The sound is thick and deep (making up for the thin sounding studio record), the horn section blazes and Neil generously gives time to horn solos throughout, as well as playing some outstanding guitar, a fantastic blues style that is still unquestionably Neil Young. The tones he gets on his guitars are especially great, a large bluesy sound that he rarely uses. As it is one of Neil’s genre exercises, the double live record is also very cohesive. A time capsule of this brief flirtation with horn-driven blues (just like every tour from the 80’s would likewise be its own enclosed world. I’d love to get a release from the Trans tour).
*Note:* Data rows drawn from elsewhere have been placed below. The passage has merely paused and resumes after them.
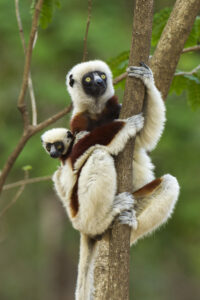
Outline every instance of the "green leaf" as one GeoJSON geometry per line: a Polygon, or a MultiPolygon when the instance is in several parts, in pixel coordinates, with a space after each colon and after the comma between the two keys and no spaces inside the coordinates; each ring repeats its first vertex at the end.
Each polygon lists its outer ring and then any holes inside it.
{"type": "Polygon", "coordinates": [[[185,47],[195,46],[200,43],[200,16],[197,16],[187,39],[185,47]]]}
{"type": "Polygon", "coordinates": [[[188,79],[185,76],[174,76],[170,93],[175,92],[177,95],[181,95],[182,92],[186,89],[188,83],[188,79]]]}
{"type": "Polygon", "coordinates": [[[30,171],[30,170],[32,170],[32,166],[30,166],[30,165],[23,166],[22,170],[23,171],[30,171]]]}
{"type": "Polygon", "coordinates": [[[196,79],[198,82],[196,80],[189,80],[187,88],[188,103],[192,110],[200,108],[200,76],[199,78],[196,77],[196,79]]]}
{"type": "Polygon", "coordinates": [[[171,8],[164,8],[158,13],[156,13],[153,17],[153,28],[152,28],[152,46],[156,46],[160,36],[162,34],[162,31],[169,19],[170,13],[172,9],[171,8]]]}
{"type": "MultiPolygon", "coordinates": [[[[31,3],[31,12],[33,13],[35,9],[37,1],[33,0],[31,3]]],[[[49,25],[49,23],[52,22],[53,18],[53,12],[55,8],[60,8],[61,3],[60,0],[44,0],[42,9],[40,12],[40,21],[39,25],[43,28],[46,29],[49,25]]]]}
{"type": "MultiPolygon", "coordinates": [[[[109,67],[111,68],[111,71],[113,73],[113,78],[121,75],[126,71],[126,68],[128,67],[128,61],[129,61],[129,51],[124,51],[120,53],[118,56],[111,58],[107,61],[109,67]]],[[[116,84],[116,88],[123,88],[125,86],[125,80],[122,80],[118,84],[116,84]]]]}
{"type": "Polygon", "coordinates": [[[187,100],[192,108],[196,110],[200,107],[200,75],[181,75],[175,76],[170,92],[175,92],[177,95],[181,95],[184,91],[187,93],[187,100]]]}

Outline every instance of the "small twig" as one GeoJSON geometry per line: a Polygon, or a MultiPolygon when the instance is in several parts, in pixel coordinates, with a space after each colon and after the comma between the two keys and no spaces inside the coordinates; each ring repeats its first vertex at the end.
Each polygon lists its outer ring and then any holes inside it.
{"type": "Polygon", "coordinates": [[[43,4],[43,0],[38,0],[35,11],[33,15],[33,21],[31,26],[31,33],[29,38],[28,47],[26,50],[26,56],[25,56],[25,65],[24,65],[24,74],[23,74],[23,81],[22,81],[22,87],[18,98],[18,108],[20,112],[22,113],[23,119],[24,119],[24,128],[27,128],[29,125],[29,118],[26,106],[24,104],[25,99],[25,93],[28,86],[28,78],[30,74],[30,66],[31,66],[31,58],[32,58],[32,50],[33,50],[33,44],[35,41],[35,37],[37,34],[37,27],[38,27],[38,20],[40,15],[40,10],[43,4]]]}
{"type": "Polygon", "coordinates": [[[33,82],[31,78],[31,72],[29,73],[28,77],[28,88],[29,88],[29,94],[31,98],[31,107],[32,107],[32,125],[37,125],[37,106],[36,106],[36,100],[35,100],[35,94],[33,89],[33,82]]]}
{"type": "Polygon", "coordinates": [[[194,68],[190,72],[178,72],[178,73],[175,73],[174,76],[193,75],[193,74],[197,73],[199,70],[200,70],[200,65],[198,65],[196,68],[194,68]]]}
{"type": "MultiPolygon", "coordinates": [[[[25,171],[25,176],[24,176],[24,182],[26,182],[26,180],[28,179],[28,171],[25,171]]],[[[6,207],[4,207],[4,209],[0,212],[0,218],[3,217],[5,215],[5,213],[8,211],[8,209],[13,206],[13,204],[15,204],[15,202],[17,201],[17,199],[21,196],[22,192],[24,191],[26,184],[22,184],[19,188],[19,190],[17,191],[17,193],[15,194],[14,198],[10,201],[10,203],[8,203],[8,205],[6,207]]]]}
{"type": "Polygon", "coordinates": [[[84,47],[83,47],[83,60],[85,61],[87,58],[87,39],[88,39],[88,32],[90,27],[90,21],[91,21],[91,11],[92,11],[92,0],[88,0],[88,19],[87,19],[87,25],[85,30],[85,37],[84,37],[84,47]]]}
{"type": "Polygon", "coordinates": [[[7,190],[10,190],[10,189],[16,188],[18,186],[21,186],[21,185],[27,185],[27,184],[32,184],[32,183],[47,181],[47,180],[50,180],[51,177],[52,176],[43,176],[43,177],[35,177],[35,178],[29,178],[29,179],[19,180],[17,182],[6,184],[3,187],[3,191],[7,191],[7,190]]]}
{"type": "MultiPolygon", "coordinates": [[[[17,24],[19,28],[19,35],[21,38],[24,54],[26,54],[26,43],[25,43],[24,31],[23,31],[22,21],[20,17],[20,12],[19,12],[19,0],[15,0],[15,11],[16,11],[17,24]]],[[[37,32],[36,32],[36,36],[37,36],[37,32]]],[[[34,42],[33,42],[33,46],[34,46],[34,42]]],[[[29,73],[29,77],[28,77],[28,88],[29,88],[29,94],[30,94],[31,106],[32,106],[32,125],[35,126],[37,125],[37,108],[36,108],[36,101],[35,101],[35,94],[33,89],[32,78],[31,78],[31,72],[29,73]]]]}
{"type": "Polygon", "coordinates": [[[22,21],[21,21],[21,17],[20,17],[20,13],[19,13],[19,0],[15,0],[15,13],[16,13],[17,24],[18,24],[18,28],[19,28],[19,35],[20,35],[22,46],[23,46],[24,53],[25,53],[26,52],[26,43],[25,43],[25,38],[24,38],[22,21]]]}
{"type": "Polygon", "coordinates": [[[71,110],[72,110],[72,105],[70,104],[65,109],[58,112],[57,114],[55,114],[52,117],[46,119],[45,121],[39,123],[37,126],[32,127],[32,134],[31,135],[34,135],[37,132],[39,132],[40,130],[46,128],[47,126],[49,126],[51,124],[53,124],[54,122],[56,122],[57,120],[59,120],[60,118],[65,116],[67,113],[69,113],[71,110]]]}
{"type": "Polygon", "coordinates": [[[125,79],[127,77],[127,72],[122,73],[121,75],[117,76],[115,79],[113,79],[113,84],[117,84],[120,81],[122,81],[123,79],[125,79]]]}
{"type": "Polygon", "coordinates": [[[183,49],[182,53],[187,53],[187,52],[191,52],[191,51],[200,51],[200,45],[185,48],[185,49],[183,49]]]}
There are quite a few highlights. The unreleased “Don’t Take Your Love Away From Me” features a canyon deep bass groove and blaring horns, along with some top notch Neil guitar. The closest thing Neil had to a hit in the 80’s (and one of his better, underrated songs), “This Note’s For You” is lengthened and full of energy. “Twilight” (the other highlight from TNFY) is even more haunting here than on the studio record, with Neil’s guitar screeches sounding like howls in the night. “Ordinary People” (described by Neil himself as “’Cortez the Killer’ with horns”) is given a much better (and shorter) run through than the interminable version that later appeared on Chrome Dreams II. The aforementioned “On the Way Home” and “Tonight’s the Night” are also great, and a rewarding return to the familiar after a show of obscurities.

The key track, though, is “Crime in the City.” Neil fans know this tune as it appeared in a much more subdued version on Freedom, and was also played live throughout the 90’s, appearing on the live album Weld. But here, I think, is the definitive version. It is given a hard-driving beat, and Neil wails on the guitar breaks. I also think it may be the key to the transition between Bluenotes and Freedom. Crucially, this is the only tune not to feature any of the horns. It is a gritty drums-bass-guitar rocker featuring some of Neil’s best post-70’s lyrical imagery, and you can hear him getting off on this performance more than maybe anything else on the record. I think he was already starting to look ahead to Freedom.

That being said, this is still a fantastic live document that finally does justice to the Bluenotes period and band. (Interesting – Neil was sued by R&B legend Harold Melvin, since Melvin’s group had also been called The Bluenotes. This is why later pressings of TNFY is just credited to Neil Young vs. Neil Young & The Bluenotes, and this record is credited to “Neil Young & Bluenote Café,” although on the tracks he refers to “The Bluenotes” throughout).

Now we are just awaiting the long promised second Archives box set which Neil has been teasing for years. The one covering the mid to late 70’s, including the Neil Holy Grail that Neil swears will be included, Time Fades Away II. Let’s get on this, Neil.